I don’t actually remember the day that I earned my master’s degree. Through lots of strange administrative snarls — plus a rent bill that I was late in paying — I ended up having my degree mailed to me months after I earned it. Add to this that I really did not like seminary very much and was resigned to not attending the graduation ceremony, and you would have found me in a strange and ambivalent place emotionally when my degree finally arrived. Should I celebrate this achievement? Or should I just file it away and get back to work? I wasn’t sure then, and I’m still not sure now. Even though I was quite ambivalent about my degree, and really the whole seminary, I did have an intuition that I should mark the achievement in some way. So, I had my degree nicely matted at framed — probably costing more than I should have spent on it — as a way to remember the celebration of earning my degree even though I had other and powerful negative feelings about the experience too. 

That’s a little how I feel today. Officially, we are one year away from closing our doors to in person worship. And here we are, together again. Admittedly, we have lots of rules. We can’t sing. And we can only meet in small groups until many, many more people are vaccinated. And so, I want to find a place to celebrate that we are back together. And I also want to acknowledge that this isn’t how I would have chosen to be back together. How do we honor how lovely it is to be back worshiping in this space while at the same time giving space to the knowledge that we have a long way to go until we are fully back to normal?

Our ancestors knew a thing or two about this dilemma. In the Old Testament reading, Isaiah is preaching to a group of people who have recently returned to Jerusalem after their time of captivity in Babylon. Imagine a city where the Temple has been rebuilt, but there is still debris all over the streets from war. Imagine seeing that the neighbor on one side of the street is safe while the neighbor on the other side is still missing. This is the context in which Isaiah is preaching — a city of despair laid on top of a city of hope — kind of like thin tracing paper stacked two deep, with the images bleeding through. 

The truth is that most of life isn’t like one thing or another thing. Instead, it is usually a blend. This pandemic, though, has made the blended nature of this life so much clearer. For every moment of despair, there is one of joy. For every isolated elder in our community, there is a nurse that takes an extra shift to care for COVID patients. For every dying aunt, there is a teacher that has stayed faithful to her class during unimaginably difficult circumstances. Life isn’t one thing or another. A pandemic isn’t one thing or another. The blend is the thing. 
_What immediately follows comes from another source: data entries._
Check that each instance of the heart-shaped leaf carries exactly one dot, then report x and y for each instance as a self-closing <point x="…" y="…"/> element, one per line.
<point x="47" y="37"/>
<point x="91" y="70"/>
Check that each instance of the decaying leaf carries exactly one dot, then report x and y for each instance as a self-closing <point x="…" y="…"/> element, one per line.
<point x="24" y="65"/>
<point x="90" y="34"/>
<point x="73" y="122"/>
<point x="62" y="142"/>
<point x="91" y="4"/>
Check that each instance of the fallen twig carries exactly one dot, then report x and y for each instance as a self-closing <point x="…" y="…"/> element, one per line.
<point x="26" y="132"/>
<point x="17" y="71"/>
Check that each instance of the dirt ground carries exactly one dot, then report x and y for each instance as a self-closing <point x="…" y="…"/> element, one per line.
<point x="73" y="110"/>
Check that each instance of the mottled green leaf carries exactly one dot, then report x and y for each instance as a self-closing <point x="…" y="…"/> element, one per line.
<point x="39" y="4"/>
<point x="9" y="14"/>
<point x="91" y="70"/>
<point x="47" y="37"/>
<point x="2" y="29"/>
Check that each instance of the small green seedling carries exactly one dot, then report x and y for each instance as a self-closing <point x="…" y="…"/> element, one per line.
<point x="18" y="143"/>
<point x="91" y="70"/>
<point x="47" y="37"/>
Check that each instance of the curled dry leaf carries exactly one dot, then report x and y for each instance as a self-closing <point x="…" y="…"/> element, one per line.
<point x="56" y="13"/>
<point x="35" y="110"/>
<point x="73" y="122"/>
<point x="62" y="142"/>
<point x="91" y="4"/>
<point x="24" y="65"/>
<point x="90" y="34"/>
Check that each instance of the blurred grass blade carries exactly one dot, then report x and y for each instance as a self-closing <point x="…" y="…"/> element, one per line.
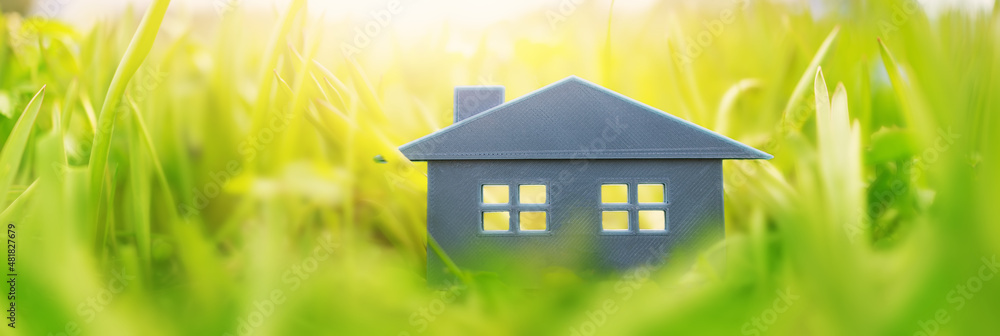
<point x="914" y="107"/>
<point x="136" y="53"/>
<point x="13" y="149"/>
<point x="788" y="122"/>
<point x="18" y="206"/>
<point x="729" y="103"/>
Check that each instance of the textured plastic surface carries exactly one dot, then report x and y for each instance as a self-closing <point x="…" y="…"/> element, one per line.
<point x="572" y="137"/>
<point x="572" y="119"/>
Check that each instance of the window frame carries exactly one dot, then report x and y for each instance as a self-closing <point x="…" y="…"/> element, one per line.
<point x="633" y="207"/>
<point x="514" y="207"/>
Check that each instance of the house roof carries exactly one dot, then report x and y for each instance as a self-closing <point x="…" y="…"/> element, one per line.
<point x="575" y="119"/>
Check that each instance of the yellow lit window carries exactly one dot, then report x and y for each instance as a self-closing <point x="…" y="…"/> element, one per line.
<point x="532" y="194"/>
<point x="533" y="221"/>
<point x="496" y="194"/>
<point x="652" y="220"/>
<point x="614" y="193"/>
<point x="496" y="221"/>
<point x="650" y="193"/>
<point x="614" y="220"/>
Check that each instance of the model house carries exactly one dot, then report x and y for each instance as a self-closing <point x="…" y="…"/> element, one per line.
<point x="572" y="175"/>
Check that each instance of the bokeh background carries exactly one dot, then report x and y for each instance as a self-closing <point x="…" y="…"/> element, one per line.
<point x="208" y="168"/>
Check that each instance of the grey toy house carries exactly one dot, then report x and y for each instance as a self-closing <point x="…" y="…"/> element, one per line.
<point x="572" y="175"/>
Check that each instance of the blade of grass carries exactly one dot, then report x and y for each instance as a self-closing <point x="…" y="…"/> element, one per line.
<point x="263" y="101"/>
<point x="13" y="149"/>
<point x="802" y="86"/>
<point x="136" y="53"/>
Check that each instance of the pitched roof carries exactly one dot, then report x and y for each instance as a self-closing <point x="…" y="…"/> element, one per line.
<point x="575" y="119"/>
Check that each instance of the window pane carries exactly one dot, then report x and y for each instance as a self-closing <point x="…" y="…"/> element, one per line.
<point x="614" y="193"/>
<point x="496" y="221"/>
<point x="533" y="221"/>
<point x="614" y="220"/>
<point x="532" y="194"/>
<point x="652" y="220"/>
<point x="495" y="194"/>
<point x="650" y="193"/>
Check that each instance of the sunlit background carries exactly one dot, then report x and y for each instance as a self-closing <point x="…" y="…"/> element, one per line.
<point x="195" y="215"/>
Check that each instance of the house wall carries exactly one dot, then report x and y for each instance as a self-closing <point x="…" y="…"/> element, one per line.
<point x="575" y="240"/>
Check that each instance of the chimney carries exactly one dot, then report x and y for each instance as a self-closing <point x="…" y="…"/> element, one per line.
<point x="472" y="100"/>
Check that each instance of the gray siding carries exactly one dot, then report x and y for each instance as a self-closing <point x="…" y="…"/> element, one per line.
<point x="574" y="239"/>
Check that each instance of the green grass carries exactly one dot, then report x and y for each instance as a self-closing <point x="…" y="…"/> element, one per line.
<point x="234" y="158"/>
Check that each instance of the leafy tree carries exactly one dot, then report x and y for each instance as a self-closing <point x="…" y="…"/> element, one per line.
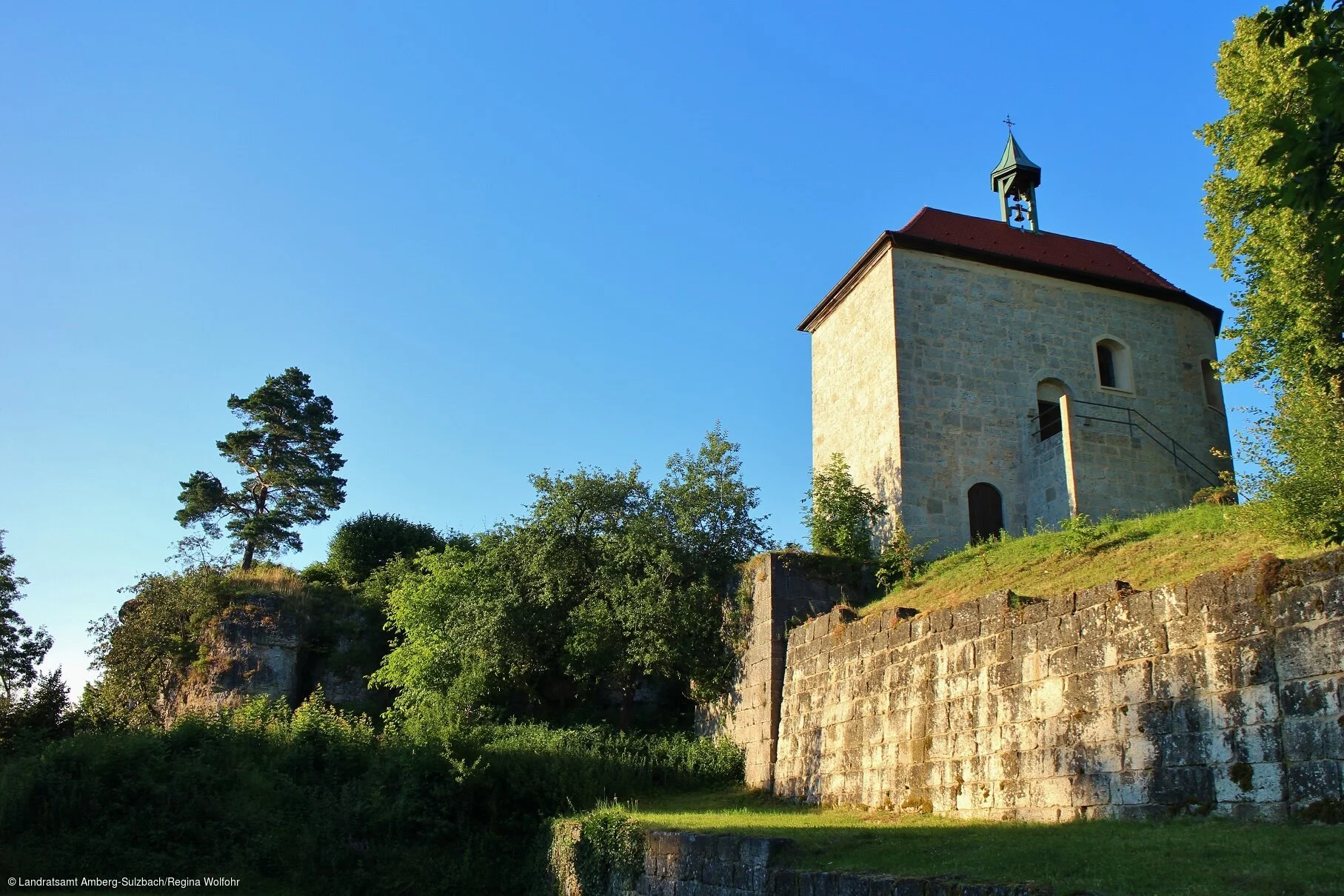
<point x="842" y="515"/>
<point x="21" y="649"/>
<point x="1276" y="222"/>
<point x="605" y="584"/>
<point x="147" y="645"/>
<point x="1289" y="316"/>
<point x="285" y="455"/>
<point x="38" y="715"/>
<point x="370" y="541"/>
<point x="1308" y="143"/>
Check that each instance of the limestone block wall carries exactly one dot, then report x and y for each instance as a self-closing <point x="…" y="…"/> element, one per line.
<point x="854" y="384"/>
<point x="687" y="864"/>
<point x="786" y="589"/>
<point x="1218" y="696"/>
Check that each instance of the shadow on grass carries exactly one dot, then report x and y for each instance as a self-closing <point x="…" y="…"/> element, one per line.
<point x="1120" y="859"/>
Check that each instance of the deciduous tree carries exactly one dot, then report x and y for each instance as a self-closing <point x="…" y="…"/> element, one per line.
<point x="288" y="467"/>
<point x="840" y="515"/>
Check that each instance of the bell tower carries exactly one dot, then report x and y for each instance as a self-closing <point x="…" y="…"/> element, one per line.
<point x="1015" y="179"/>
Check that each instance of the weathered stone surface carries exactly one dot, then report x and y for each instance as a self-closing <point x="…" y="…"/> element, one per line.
<point x="1220" y="696"/>
<point x="686" y="864"/>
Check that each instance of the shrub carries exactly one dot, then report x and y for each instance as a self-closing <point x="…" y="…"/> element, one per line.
<point x="370" y="541"/>
<point x="839" y="513"/>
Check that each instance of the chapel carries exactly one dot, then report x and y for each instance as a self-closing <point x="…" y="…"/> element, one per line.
<point x="981" y="375"/>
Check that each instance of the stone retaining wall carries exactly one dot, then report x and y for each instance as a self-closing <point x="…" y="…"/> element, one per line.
<point x="1218" y="696"/>
<point x="785" y="589"/>
<point x="684" y="864"/>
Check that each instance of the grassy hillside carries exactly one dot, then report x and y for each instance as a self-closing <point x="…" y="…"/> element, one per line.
<point x="1188" y="856"/>
<point x="1146" y="552"/>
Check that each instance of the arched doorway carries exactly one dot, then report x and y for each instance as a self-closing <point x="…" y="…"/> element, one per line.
<point x="987" y="511"/>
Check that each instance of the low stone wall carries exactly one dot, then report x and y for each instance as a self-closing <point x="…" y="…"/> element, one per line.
<point x="785" y="589"/>
<point x="1218" y="696"/>
<point x="683" y="864"/>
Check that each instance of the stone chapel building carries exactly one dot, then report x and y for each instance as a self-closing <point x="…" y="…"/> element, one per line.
<point x="979" y="375"/>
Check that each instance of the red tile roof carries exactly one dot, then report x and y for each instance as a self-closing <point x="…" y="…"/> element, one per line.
<point x="997" y="238"/>
<point x="995" y="242"/>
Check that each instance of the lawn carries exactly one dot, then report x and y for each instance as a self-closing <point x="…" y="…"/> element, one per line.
<point x="1114" y="859"/>
<point x="1146" y="552"/>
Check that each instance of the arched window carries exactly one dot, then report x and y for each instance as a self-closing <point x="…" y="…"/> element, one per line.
<point x="987" y="512"/>
<point x="1113" y="364"/>
<point x="1049" y="422"/>
<point x="1213" y="390"/>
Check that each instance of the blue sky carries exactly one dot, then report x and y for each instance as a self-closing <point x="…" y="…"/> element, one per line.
<point x="508" y="237"/>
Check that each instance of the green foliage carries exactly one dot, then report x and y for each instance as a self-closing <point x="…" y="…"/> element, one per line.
<point x="609" y="853"/>
<point x="1276" y="221"/>
<point x="1297" y="464"/>
<point x="370" y="541"/>
<point x="606" y="584"/>
<point x="285" y="455"/>
<point x="313" y="802"/>
<point x="900" y="559"/>
<point x="1308" y="144"/>
<point x="1080" y="532"/>
<point x="148" y="643"/>
<point x="36" y="716"/>
<point x="1188" y="856"/>
<point x="21" y="649"/>
<point x="1289" y="321"/>
<point x="839" y="513"/>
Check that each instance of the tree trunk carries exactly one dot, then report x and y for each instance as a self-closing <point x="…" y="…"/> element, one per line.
<point x="626" y="706"/>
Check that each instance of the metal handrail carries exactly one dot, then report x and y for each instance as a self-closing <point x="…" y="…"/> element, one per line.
<point x="1174" y="448"/>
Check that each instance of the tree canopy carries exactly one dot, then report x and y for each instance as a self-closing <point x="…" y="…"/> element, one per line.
<point x="840" y="515"/>
<point x="288" y="467"/>
<point x="1289" y="318"/>
<point x="21" y="649"/>
<point x="1276" y="222"/>
<point x="604" y="585"/>
<point x="370" y="541"/>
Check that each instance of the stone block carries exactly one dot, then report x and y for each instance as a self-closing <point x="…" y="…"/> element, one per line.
<point x="1139" y="640"/>
<point x="1179" y="675"/>
<point x="1324" y="696"/>
<point x="1065" y="663"/>
<point x="1312" y="780"/>
<point x="1249" y="782"/>
<point x="1169" y="604"/>
<point x="1182" y="786"/>
<point x="1314" y="738"/>
<point x="1303" y="652"/>
<point x="1184" y="632"/>
<point x="1246" y="744"/>
<point x="1301" y="604"/>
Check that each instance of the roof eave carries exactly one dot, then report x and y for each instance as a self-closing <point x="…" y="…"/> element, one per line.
<point x="840" y="289"/>
<point x="937" y="247"/>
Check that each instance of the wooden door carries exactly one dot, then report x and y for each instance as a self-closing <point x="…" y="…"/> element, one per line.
<point x="987" y="511"/>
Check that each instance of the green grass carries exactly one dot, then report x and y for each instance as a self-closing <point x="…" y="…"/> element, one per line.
<point x="1117" y="859"/>
<point x="1146" y="552"/>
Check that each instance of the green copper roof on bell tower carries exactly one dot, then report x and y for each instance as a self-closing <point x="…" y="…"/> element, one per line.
<point x="1017" y="178"/>
<point x="1015" y="167"/>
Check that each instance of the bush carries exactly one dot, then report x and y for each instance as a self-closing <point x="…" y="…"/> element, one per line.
<point x="370" y="541"/>
<point x="840" y="515"/>
<point x="900" y="559"/>
<point x="1300" y="467"/>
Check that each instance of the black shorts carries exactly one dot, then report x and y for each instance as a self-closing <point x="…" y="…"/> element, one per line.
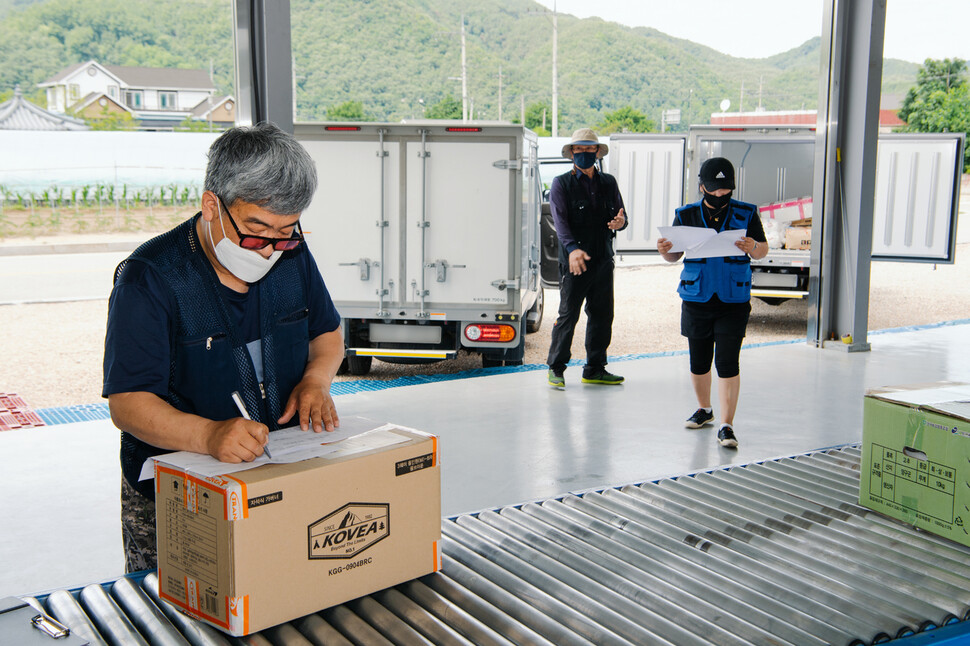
<point x="714" y="319"/>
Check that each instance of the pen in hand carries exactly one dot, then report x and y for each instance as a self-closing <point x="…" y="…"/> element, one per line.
<point x="242" y="411"/>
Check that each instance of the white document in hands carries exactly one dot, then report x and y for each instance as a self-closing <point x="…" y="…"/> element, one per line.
<point x="287" y="445"/>
<point x="701" y="242"/>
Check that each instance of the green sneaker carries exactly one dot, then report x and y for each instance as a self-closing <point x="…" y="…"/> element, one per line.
<point x="602" y="377"/>
<point x="556" y="379"/>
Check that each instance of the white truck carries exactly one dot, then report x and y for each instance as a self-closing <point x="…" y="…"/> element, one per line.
<point x="916" y="205"/>
<point x="427" y="234"/>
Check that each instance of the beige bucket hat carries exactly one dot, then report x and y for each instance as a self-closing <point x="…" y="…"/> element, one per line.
<point x="585" y="137"/>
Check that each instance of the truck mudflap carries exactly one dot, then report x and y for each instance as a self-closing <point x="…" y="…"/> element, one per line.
<point x="397" y="353"/>
<point x="778" y="293"/>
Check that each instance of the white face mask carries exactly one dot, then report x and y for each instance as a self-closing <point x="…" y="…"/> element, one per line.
<point x="245" y="264"/>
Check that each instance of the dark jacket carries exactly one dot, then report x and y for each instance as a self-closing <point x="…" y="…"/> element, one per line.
<point x="209" y="358"/>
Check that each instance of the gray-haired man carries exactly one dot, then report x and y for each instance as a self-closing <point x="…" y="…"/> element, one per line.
<point x="230" y="300"/>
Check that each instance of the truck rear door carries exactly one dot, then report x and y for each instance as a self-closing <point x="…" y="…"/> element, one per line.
<point x="917" y="197"/>
<point x="650" y="172"/>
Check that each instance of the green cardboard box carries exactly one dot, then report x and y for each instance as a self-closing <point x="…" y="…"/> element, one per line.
<point x="916" y="456"/>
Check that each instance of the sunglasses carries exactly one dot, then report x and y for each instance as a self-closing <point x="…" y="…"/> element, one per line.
<point x="254" y="243"/>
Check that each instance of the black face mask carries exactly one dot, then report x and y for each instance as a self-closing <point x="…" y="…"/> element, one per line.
<point x="718" y="202"/>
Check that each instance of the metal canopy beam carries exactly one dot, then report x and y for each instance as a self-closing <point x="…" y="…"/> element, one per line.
<point x="264" y="67"/>
<point x="845" y="172"/>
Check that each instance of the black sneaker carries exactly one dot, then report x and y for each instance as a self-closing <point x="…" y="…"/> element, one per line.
<point x="700" y="418"/>
<point x="602" y="377"/>
<point x="725" y="436"/>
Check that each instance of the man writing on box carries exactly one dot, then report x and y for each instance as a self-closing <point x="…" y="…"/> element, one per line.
<point x="228" y="301"/>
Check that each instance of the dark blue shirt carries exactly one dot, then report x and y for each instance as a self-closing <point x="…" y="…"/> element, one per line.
<point x="559" y="208"/>
<point x="141" y="311"/>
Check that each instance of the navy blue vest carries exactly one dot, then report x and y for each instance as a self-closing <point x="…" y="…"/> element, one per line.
<point x="730" y="276"/>
<point x="588" y="224"/>
<point x="209" y="358"/>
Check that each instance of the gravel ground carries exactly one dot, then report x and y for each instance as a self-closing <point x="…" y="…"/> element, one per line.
<point x="53" y="351"/>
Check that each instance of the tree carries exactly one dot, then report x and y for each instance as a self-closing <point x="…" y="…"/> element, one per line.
<point x="347" y="111"/>
<point x="538" y="117"/>
<point x="625" y="119"/>
<point x="940" y="100"/>
<point x="447" y="108"/>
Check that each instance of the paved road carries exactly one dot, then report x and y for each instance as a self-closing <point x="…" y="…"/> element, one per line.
<point x="57" y="277"/>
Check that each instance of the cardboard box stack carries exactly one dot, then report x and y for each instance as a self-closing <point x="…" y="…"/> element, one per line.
<point x="260" y="547"/>
<point x="916" y="456"/>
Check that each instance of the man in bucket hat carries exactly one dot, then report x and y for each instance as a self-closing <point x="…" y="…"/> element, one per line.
<point x="587" y="210"/>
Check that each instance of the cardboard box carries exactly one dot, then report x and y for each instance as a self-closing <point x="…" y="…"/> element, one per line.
<point x="798" y="238"/>
<point x="916" y="445"/>
<point x="256" y="548"/>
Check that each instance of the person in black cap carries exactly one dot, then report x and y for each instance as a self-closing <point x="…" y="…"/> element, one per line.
<point x="716" y="294"/>
<point x="588" y="211"/>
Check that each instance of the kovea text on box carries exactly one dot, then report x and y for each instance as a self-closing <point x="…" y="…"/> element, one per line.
<point x="261" y="547"/>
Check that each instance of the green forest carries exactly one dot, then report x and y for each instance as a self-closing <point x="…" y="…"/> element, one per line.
<point x="400" y="59"/>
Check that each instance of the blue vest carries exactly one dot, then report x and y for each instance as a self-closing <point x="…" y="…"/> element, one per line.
<point x="209" y="358"/>
<point x="729" y="276"/>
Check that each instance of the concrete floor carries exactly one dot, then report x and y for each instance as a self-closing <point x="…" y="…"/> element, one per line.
<point x="504" y="438"/>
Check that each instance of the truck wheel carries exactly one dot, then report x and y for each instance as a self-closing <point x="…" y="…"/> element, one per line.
<point x="533" y="318"/>
<point x="772" y="300"/>
<point x="359" y="365"/>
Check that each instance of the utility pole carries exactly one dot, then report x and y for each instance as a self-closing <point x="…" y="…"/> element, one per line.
<point x="555" y="73"/>
<point x="464" y="74"/>
<point x="499" y="92"/>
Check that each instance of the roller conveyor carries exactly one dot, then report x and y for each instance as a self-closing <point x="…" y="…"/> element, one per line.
<point x="775" y="552"/>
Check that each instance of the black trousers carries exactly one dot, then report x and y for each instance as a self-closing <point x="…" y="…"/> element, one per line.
<point x="595" y="287"/>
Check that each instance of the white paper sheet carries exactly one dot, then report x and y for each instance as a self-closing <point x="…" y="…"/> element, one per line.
<point x="287" y="445"/>
<point x="701" y="242"/>
<point x="720" y="245"/>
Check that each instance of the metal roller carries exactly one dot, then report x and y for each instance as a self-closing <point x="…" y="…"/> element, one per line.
<point x="319" y="632"/>
<point x="635" y="621"/>
<point x="627" y="573"/>
<point x="771" y="544"/>
<point x="450" y="614"/>
<point x="65" y="608"/>
<point x="778" y="552"/>
<point x="821" y="602"/>
<point x="832" y="522"/>
<point x="476" y="554"/>
<point x="736" y="588"/>
<point x="110" y="620"/>
<point x="418" y="618"/>
<point x="147" y="618"/>
<point x="857" y="518"/>
<point x="850" y="554"/>
<point x="386" y="622"/>
<point x="198" y="633"/>
<point x="699" y="538"/>
<point x="500" y="610"/>
<point x="285" y="635"/>
<point x="356" y="629"/>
So what did Isaiah choose to preach? Did he preach about the broken aqueducts and the torn up roads? No he didn’t. I don’t think he was ignoring them. I think he knew that everyone could see the destruction. Isaiah saw himself as a messenger of God’s hope, even in the midst of rough times. 

I am about to create new heavens
and a new earth;
the former things shall not be remembered
or come to mind.

But be glad and rejoice forever
in what I am creating;
for I am about to create Jerusalem as a joy,
and its people as a delight.

I will rejoice in Jerusalem,
and delight in my people;
no more shall the sound of weeping be heard in it,
or the cry of distress.

This will be our way forward as well. While acknowledging all the difficult parts of this year, we are still going to preach hope. We are still going to preach grace. And we are still going to preach about the good things God has done to bring a little bit of heaven here on earth. 

It is not naive to lean on hope in this world. It is a bold and resistant act. God through Isaiah has given us a template for fierce hope, and in this strange season of transition, I suggest that we use it. To God be the glory, even in these difficult days. Amen.